Su e giù sulle scale (pentatoniche) con Vieux Farka Touré

Nonostante il mal di denti, Vieux Farka Touré ha sparso desert-blues elettrico a piene mani al Jumeaux Jazz Club di Losanna

Vieux Farka Toure
Recensione
world
​​​​​​​Jumeaux Jazz Club, Losanna
Vieux Farka Touré
19 Marzo 2024

Ha rischiato di essere annullato, il live di Vieux Farka Touré al Jumeaux Jazz Club di Losanna. Non per questioni organizzative o tecniche, bensì per un banalissimo mal di denti accusato dall’artista nel pomeriggio. Inconveniente attenuato grazie alle cure di uno specialista? No, alle magie della sorella, come lo stesso Vieux ha spiegato dal palco.

Sarebbe stato un peccato dover rinunciare all’ora e mezza di rovistamenti nelle tradizioni sonore del Mali proposta dal secondogenito del grande Ali. Un genitore dal carisma assoluto, ma anche un maestro un poco burbero, visto che vent’anni addietro storse la bocca e fece mettere ai voti dagli anziani di Niafunké la decisione del figlio di ripercorrerne le orme e di voler incidere dischi (si narra che una buona parola ce la mise pure Toumani Diabaté).

Oggi, per come canta, suona la chitarra, compone e interpreta il suo ruolo, Vieux testa dura conferma che fu la scelta giusta e di essere nato per stare anch’egli sulle scene.

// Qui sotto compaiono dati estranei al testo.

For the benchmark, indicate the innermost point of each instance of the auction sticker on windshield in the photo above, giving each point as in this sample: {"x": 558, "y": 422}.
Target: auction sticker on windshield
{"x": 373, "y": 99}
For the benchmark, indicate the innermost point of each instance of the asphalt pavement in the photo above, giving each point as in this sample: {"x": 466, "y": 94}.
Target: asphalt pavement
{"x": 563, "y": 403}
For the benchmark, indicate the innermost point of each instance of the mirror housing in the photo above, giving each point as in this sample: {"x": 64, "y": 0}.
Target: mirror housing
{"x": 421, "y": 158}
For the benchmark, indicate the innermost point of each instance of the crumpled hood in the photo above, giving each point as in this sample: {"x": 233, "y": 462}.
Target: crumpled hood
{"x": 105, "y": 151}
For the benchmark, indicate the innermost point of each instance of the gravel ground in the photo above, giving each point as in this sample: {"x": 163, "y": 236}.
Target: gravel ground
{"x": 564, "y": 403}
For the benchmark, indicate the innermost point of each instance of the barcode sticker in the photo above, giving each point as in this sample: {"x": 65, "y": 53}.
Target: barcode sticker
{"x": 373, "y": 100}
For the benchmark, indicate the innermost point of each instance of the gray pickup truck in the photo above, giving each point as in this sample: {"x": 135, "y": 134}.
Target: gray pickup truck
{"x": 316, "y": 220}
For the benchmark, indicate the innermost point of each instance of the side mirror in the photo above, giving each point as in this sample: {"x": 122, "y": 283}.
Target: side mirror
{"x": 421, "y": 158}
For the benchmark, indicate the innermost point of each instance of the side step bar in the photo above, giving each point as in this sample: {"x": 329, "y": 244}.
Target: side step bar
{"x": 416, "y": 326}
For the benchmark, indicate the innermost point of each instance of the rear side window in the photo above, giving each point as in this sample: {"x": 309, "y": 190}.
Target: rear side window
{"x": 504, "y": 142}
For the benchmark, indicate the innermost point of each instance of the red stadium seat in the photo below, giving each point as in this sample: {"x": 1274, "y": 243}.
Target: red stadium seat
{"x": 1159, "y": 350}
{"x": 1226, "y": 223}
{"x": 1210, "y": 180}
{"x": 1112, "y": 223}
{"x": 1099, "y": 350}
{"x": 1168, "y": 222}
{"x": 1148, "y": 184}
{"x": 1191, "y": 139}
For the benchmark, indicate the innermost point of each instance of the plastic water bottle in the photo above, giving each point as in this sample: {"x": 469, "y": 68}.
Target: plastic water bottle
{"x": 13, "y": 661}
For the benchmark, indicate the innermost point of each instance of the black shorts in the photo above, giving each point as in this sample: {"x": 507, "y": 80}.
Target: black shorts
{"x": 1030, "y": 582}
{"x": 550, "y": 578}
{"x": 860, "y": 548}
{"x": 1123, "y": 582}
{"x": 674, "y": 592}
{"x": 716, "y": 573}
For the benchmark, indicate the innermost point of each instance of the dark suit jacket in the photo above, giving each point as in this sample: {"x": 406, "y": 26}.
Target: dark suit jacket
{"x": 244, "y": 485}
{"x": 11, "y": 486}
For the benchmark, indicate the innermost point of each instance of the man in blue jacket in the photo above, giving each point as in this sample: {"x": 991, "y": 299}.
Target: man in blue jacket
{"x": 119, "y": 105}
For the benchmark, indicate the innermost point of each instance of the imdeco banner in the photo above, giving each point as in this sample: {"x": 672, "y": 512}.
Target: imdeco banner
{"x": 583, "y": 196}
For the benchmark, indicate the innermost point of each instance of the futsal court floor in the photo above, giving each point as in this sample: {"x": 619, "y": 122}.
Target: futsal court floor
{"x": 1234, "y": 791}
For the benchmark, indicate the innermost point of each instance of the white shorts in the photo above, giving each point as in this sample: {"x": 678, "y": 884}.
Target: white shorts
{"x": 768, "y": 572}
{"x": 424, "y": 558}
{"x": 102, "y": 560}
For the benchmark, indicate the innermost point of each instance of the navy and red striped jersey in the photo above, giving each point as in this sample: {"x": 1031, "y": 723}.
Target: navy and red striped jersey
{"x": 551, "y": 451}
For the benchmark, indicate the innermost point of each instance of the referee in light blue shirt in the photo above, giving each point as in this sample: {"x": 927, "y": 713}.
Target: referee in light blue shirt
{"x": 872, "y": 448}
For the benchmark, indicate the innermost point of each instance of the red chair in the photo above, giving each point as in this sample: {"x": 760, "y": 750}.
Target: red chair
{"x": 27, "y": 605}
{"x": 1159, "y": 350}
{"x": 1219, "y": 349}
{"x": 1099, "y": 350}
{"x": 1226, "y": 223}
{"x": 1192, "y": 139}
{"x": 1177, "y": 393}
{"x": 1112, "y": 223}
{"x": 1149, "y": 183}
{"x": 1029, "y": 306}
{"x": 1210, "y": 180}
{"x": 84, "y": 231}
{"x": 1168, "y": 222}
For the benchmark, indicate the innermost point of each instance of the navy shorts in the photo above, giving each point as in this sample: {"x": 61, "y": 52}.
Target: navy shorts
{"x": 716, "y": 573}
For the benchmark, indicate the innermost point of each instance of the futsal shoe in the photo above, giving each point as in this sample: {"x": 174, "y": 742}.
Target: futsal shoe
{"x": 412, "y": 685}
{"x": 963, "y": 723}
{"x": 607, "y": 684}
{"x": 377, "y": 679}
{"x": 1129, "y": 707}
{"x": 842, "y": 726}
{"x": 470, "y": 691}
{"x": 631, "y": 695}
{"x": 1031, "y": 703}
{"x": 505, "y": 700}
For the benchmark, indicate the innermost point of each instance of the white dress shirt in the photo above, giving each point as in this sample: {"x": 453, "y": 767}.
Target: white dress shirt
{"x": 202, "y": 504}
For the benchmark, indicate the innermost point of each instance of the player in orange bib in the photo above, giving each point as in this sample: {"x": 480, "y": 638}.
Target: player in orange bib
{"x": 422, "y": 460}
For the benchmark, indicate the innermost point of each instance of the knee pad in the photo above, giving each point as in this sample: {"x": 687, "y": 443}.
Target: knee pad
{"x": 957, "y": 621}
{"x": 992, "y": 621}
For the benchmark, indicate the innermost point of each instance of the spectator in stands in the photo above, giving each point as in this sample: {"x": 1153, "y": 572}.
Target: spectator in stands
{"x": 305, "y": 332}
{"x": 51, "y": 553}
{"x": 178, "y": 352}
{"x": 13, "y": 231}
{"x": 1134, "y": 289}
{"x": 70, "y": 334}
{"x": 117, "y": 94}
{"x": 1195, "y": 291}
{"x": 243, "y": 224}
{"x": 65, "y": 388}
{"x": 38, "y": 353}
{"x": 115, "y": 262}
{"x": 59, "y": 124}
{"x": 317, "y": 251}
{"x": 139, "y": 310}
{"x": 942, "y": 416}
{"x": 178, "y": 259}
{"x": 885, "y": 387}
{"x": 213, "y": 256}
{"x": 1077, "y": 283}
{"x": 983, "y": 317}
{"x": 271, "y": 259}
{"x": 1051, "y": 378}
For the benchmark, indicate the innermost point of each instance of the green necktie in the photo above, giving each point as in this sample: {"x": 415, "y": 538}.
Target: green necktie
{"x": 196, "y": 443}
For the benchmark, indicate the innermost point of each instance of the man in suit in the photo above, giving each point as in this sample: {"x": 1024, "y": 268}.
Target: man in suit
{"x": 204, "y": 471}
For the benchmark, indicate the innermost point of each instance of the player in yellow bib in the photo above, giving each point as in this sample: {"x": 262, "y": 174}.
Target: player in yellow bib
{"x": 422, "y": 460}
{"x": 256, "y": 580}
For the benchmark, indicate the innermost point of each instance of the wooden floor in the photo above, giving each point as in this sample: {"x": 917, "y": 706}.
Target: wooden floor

Dopo una mezza dozzina di album altalenanti, tra luci e ombre, il cordone ombelicale l’ha tagliato definitivamente nel 2022 prima con Les racines (World Circuit), profondo sguardo lanciato sul patrimonio culturale di famiglia e più in generale sulla sapienza degli antenati, e poi unendosi inaspettatamente poco dopo al trio psych texano Khruangbin per Ali (Dead Oceans), disco in cui celebrava, aggiornandolo, il repertorio del padre. Un confronto sì problematico e aspro, ma esente da genuflessioni e incertezze, espresso da otto cover tornite in maniera mirabile, in grado di mostrarci la possibilità di orientare il passato al futuro.

E proprio attorno alle due opere appena citate è stata organizzata la scaletta svizzera, animata da una formazione robusta e compatta, che è sembrata tenere nel dovuto conto le esigenze del pubblico dei club, abituato ad attivare il corpo prima ancora che ad ascoltare.

Il gioco d’insieme di Samba Diabaté (chitarra ritmica), Ousmane Dagno (ngoni), Modibo Mariko (basso), Souleymane Kane (calabash, percussioni) e Adama Koné (batteria), è risultato infatti un sensibile incentivo nello spingere il capo verso sonorità più globalistiche rispetto al passato. Non è nemmeno un caso che, a paragone dei concerti dell’ultimo biennio, Vieux abbia abbandonato la formula tanto cara del trio e accuratamente evitato in sovrappiù di impiegare la chitarra acustica, con cui era solito scaldare l’ambiente.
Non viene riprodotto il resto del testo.